Basierend auf den Erkenntnissen der Bestandsaufnahme sind im nächsten Schritt die bestehenden Schutzmaßnahmen kritisch zu prüfen und – falls erforderlich – sinnvolle ergänzende Schutzmaßnahmen zu treffen. Nicht zwingend notwendig sind die „bestmöglichen” Schutzmaßnahmen, vielmehr muss der wirtschaftliche und persönliche Aufwand in einem adäquaten Verhältnis zur Bedeutung des Geschäftsgeheimnisses und den drohenden Risiken stehen. Welche Maßnahmen nun konkret in Betracht kommen, ergibt sich teils bereits aus dem Datenschutzrecht:

Organisatorische Maßnahmen
Ideal ist die Schaffung klarer Verantwortlichkeiten und die Festlegung, welche Personen für das Management des Know-hows zuständig sind.

Zu den zentralen organisatorischen Maßnahmen gehört es darüber hinaus, den Zugang zu den Informationen zu beschränken und – soweit datenschutzrechtlich zulässig – zu dokumentieren, wann bestimmte Informationen eingesehen bzw. genutzt werden. Der Zugang sollte – insbesondere bei existenziellem Kern-Know-how – nur auf einer sog. „need to know”-Basis und durch sorgfältig ausgewählte Personen erfolgen, z. B. durch entsprechende Berechtigungskonzepte.
Um Mitarbeiter zu sensibilisieren und die Nachweisbarkeit der Vertraulichkeit von schützenswerten Informationen zu erhöhen, sollten diese ausdrücklich als vertraulich gekennzeichnet werden. Zudem sollten Mitarbeiter regelmäßig auf ihre bestehenden gesetzlichen und ggf. vertraglichen Geheimhaltungspflichten hingewiesen werden, insbesondere falls das Ende des Arbeitsverhältnisses in Aussicht steht.

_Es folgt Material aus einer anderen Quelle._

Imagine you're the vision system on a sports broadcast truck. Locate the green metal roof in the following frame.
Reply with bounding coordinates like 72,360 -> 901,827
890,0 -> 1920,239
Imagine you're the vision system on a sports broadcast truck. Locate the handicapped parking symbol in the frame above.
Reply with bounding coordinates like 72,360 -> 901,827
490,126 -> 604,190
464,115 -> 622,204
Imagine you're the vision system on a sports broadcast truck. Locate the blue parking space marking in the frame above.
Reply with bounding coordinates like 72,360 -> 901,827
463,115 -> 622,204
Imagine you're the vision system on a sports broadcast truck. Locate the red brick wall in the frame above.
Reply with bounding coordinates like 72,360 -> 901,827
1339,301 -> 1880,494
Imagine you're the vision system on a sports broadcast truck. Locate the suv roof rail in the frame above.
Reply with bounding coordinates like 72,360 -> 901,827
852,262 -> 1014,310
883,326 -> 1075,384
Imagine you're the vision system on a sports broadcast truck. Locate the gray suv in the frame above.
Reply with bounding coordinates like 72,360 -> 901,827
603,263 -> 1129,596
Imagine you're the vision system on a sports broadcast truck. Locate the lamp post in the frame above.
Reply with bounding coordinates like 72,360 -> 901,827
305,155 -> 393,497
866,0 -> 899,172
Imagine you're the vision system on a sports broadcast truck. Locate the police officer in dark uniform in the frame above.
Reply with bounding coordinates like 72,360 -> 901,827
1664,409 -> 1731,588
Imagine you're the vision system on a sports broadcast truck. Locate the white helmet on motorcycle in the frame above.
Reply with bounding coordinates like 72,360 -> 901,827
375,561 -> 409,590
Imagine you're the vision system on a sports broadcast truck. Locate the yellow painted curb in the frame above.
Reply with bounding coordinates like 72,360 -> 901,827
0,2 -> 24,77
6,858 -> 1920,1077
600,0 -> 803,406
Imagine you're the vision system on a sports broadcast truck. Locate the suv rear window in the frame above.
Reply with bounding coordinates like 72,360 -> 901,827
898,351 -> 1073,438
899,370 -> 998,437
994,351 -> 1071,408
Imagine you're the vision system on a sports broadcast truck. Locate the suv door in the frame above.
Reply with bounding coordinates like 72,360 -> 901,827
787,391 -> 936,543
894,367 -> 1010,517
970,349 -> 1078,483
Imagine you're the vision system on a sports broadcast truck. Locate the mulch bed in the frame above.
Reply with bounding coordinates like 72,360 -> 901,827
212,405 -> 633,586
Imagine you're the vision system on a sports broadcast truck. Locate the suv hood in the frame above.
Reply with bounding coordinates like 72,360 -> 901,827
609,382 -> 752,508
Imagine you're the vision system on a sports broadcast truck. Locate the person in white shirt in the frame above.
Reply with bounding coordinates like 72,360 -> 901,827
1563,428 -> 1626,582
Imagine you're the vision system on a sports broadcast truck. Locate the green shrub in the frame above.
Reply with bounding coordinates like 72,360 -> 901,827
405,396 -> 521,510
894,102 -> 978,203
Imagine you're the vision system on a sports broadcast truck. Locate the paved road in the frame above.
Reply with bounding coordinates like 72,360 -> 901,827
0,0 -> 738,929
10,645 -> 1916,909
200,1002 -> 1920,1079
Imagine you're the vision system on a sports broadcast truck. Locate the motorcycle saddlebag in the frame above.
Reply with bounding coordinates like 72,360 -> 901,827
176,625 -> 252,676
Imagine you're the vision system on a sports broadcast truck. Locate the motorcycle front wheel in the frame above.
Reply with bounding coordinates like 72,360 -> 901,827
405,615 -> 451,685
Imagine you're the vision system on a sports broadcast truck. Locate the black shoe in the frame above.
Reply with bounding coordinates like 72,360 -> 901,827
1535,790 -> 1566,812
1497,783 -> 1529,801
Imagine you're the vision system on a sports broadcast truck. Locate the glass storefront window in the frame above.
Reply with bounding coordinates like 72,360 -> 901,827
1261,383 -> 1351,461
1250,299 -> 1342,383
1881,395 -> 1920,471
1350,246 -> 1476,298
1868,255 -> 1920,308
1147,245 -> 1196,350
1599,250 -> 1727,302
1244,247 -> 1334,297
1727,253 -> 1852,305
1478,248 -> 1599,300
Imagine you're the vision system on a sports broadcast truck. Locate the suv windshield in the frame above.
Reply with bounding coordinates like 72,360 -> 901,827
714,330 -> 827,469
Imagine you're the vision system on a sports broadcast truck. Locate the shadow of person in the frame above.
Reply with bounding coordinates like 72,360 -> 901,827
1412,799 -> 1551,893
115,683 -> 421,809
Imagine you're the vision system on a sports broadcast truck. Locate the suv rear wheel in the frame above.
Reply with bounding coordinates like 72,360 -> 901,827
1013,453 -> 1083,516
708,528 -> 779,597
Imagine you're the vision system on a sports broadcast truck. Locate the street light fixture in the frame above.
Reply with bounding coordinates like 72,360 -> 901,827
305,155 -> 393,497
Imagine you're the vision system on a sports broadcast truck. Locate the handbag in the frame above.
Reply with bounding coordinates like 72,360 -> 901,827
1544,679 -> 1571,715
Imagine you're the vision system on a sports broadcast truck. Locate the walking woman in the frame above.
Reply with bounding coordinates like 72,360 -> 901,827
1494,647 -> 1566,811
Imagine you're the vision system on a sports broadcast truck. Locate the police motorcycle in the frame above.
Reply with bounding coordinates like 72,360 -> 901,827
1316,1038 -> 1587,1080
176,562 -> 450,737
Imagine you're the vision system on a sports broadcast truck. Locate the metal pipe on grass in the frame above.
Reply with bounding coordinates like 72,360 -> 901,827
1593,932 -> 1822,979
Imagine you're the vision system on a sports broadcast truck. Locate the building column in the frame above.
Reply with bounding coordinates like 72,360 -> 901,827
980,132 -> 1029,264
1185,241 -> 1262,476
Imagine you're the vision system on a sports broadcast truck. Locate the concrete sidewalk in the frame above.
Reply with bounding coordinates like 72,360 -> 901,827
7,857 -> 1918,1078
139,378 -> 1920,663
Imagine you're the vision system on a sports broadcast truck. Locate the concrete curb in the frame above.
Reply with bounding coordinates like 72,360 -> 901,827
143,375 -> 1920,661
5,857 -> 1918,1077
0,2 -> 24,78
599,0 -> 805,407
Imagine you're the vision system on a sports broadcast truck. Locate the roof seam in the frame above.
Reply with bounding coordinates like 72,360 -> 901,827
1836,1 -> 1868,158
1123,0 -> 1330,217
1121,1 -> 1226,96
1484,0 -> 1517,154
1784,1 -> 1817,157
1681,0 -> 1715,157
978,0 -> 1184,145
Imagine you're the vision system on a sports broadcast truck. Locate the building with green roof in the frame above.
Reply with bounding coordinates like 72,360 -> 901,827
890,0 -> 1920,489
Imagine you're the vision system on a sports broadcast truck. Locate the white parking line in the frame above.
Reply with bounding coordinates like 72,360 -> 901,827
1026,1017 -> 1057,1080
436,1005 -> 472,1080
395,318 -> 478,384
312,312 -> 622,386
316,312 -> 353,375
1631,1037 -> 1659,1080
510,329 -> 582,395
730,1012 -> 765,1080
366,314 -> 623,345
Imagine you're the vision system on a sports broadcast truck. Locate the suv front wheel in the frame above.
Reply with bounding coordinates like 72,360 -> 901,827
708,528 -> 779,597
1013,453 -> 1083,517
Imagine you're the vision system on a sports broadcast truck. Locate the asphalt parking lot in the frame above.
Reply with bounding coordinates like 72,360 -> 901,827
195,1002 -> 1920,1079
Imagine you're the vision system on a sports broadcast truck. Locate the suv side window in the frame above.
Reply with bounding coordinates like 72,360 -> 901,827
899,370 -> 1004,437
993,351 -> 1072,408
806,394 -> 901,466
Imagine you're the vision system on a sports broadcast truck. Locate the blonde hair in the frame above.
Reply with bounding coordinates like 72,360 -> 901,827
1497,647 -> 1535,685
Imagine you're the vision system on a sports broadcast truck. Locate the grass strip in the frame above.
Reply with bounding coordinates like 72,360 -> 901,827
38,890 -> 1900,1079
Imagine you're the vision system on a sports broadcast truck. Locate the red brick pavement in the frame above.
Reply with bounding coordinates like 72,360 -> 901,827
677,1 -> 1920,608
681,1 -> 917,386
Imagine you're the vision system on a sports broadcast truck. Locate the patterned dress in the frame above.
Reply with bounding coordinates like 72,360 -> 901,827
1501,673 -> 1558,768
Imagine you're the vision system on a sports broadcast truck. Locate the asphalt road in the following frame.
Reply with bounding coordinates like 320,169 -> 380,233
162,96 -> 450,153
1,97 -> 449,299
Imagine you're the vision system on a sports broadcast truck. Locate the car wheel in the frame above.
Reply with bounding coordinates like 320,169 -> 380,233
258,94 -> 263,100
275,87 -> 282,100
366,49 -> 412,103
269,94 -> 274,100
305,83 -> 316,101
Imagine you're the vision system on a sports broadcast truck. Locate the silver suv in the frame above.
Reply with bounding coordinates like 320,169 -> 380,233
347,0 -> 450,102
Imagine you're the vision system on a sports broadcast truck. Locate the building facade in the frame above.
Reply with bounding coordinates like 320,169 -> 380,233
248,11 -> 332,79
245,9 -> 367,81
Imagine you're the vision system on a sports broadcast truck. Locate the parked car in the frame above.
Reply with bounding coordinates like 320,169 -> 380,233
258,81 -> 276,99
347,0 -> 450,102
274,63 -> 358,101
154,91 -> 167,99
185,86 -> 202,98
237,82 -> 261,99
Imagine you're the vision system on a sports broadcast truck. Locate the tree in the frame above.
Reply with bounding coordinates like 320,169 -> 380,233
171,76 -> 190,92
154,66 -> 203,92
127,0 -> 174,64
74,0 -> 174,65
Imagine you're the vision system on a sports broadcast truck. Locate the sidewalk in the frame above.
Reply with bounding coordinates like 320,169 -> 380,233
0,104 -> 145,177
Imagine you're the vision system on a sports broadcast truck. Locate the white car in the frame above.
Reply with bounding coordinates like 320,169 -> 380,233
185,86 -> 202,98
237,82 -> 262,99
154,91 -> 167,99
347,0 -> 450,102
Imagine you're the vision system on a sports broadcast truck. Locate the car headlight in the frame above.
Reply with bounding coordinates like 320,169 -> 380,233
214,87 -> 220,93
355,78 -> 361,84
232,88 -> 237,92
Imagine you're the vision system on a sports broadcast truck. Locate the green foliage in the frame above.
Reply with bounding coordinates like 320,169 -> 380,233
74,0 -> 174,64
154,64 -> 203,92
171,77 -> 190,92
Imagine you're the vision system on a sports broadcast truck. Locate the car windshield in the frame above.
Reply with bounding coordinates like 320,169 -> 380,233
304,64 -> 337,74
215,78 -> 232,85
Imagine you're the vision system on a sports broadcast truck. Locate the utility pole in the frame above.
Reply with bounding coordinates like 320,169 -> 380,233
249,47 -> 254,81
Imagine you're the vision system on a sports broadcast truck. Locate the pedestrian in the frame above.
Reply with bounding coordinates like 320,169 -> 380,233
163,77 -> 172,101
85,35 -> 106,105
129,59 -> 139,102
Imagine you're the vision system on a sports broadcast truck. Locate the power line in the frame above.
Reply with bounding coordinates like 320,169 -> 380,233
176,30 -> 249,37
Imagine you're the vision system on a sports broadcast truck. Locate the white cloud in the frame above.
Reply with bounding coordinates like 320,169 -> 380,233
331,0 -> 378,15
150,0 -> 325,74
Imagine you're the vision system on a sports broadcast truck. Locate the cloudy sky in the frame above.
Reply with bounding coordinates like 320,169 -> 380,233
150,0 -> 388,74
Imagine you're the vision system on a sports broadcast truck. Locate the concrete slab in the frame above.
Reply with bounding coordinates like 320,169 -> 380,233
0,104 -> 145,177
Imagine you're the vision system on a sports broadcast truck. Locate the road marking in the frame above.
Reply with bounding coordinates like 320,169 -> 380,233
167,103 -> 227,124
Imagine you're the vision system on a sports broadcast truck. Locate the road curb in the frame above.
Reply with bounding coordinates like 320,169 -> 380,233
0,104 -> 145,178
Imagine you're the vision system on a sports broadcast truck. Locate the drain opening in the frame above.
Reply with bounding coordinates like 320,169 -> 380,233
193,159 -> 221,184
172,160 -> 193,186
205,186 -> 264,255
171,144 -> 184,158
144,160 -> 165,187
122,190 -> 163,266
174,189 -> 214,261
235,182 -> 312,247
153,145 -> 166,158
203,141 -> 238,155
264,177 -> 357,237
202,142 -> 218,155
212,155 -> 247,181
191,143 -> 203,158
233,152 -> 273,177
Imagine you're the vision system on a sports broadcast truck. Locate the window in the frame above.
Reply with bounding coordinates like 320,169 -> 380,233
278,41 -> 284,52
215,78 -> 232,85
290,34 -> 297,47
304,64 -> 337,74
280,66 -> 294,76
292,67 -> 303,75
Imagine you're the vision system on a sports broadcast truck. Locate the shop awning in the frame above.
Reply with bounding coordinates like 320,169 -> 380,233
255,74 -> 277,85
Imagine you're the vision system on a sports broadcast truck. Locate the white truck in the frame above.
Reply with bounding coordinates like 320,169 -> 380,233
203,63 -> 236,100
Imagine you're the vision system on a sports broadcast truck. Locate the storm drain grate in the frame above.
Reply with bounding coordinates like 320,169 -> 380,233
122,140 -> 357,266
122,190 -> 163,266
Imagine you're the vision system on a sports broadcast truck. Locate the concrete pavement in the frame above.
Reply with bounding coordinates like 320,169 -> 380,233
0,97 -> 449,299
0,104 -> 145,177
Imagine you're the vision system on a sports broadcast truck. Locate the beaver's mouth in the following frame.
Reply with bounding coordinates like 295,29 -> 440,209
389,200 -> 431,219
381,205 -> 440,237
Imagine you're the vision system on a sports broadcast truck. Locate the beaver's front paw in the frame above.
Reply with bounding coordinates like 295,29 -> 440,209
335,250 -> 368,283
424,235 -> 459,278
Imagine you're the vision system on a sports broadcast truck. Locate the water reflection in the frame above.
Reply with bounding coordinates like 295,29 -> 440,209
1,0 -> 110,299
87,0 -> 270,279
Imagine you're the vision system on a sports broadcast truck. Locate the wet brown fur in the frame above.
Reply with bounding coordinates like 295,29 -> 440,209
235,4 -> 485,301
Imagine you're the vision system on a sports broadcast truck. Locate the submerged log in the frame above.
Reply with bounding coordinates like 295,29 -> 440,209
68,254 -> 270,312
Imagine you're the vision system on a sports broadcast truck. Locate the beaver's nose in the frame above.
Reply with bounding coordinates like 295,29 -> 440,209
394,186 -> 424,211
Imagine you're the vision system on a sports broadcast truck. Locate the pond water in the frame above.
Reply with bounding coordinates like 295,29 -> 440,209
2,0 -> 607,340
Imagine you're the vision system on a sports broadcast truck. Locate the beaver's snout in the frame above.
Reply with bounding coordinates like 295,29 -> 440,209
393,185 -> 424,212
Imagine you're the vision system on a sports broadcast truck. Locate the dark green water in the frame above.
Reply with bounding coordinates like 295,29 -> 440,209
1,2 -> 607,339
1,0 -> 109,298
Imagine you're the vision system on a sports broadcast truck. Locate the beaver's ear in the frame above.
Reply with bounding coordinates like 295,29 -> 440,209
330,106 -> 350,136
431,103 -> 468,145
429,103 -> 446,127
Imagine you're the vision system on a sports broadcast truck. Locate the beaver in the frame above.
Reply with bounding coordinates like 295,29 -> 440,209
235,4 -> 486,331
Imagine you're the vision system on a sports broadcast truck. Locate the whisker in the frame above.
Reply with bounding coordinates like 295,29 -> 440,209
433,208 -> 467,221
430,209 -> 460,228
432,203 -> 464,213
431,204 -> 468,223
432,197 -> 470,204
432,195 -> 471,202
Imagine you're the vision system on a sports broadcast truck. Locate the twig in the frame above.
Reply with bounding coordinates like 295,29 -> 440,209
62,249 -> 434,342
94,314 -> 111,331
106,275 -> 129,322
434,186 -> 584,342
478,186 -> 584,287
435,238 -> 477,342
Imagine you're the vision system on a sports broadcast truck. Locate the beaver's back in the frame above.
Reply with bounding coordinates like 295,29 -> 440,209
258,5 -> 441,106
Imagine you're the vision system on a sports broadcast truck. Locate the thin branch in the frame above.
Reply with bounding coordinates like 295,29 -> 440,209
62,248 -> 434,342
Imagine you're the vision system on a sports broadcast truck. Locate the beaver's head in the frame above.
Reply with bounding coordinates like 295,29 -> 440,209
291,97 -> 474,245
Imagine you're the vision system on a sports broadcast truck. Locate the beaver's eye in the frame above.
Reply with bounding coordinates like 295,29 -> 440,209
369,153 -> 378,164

Darüber hinaus bietet es sich an, Mitarbeiter, die intensiv mit schützenswerten Informationen umgehen, einschlägig zu schulen.

Technische Maßnahmen
Zu den einzelnen IT-Sicherheitsmaßnahmen zählen bspw. personalisierte Nutzerkennungen, Passwortschutz, Zwei-Faktor-Authentifizierung, sichere Benutzer-Administration mit aktiver Sperrmöglichkeit durch den Administrator, Verschlüsselung von Daten und Verbindungen und, last but not least, die technische Trennung von beruflich und privat genutzten Endgeräten.

Rechtliche Maßnahmen

Zentrale Gefahrenquelle für den Verlust von Know-how wird regelmäßig die Weitergabe von Geschäftsgeheimnissen durch Arbeitnehmer sein. Sie sind zwar während des Arbeitsverhältnisses bzw. sogar nach dessen Ende in einem bestimmten Umfang zur vertraulichen Behandlung von Geschäftsgeheimnissen verpflichtet. Um den Schutz der Informationen zu erweitern und Arbeitnehmer auf die bestehende Pflicht an prominenter Stelle hinzuweisen, sollten Unternehmen trotzdem ausdrücklich eine Vertraulichkeitsverpflichtung in den Arbeitsvertrag aufnehmen.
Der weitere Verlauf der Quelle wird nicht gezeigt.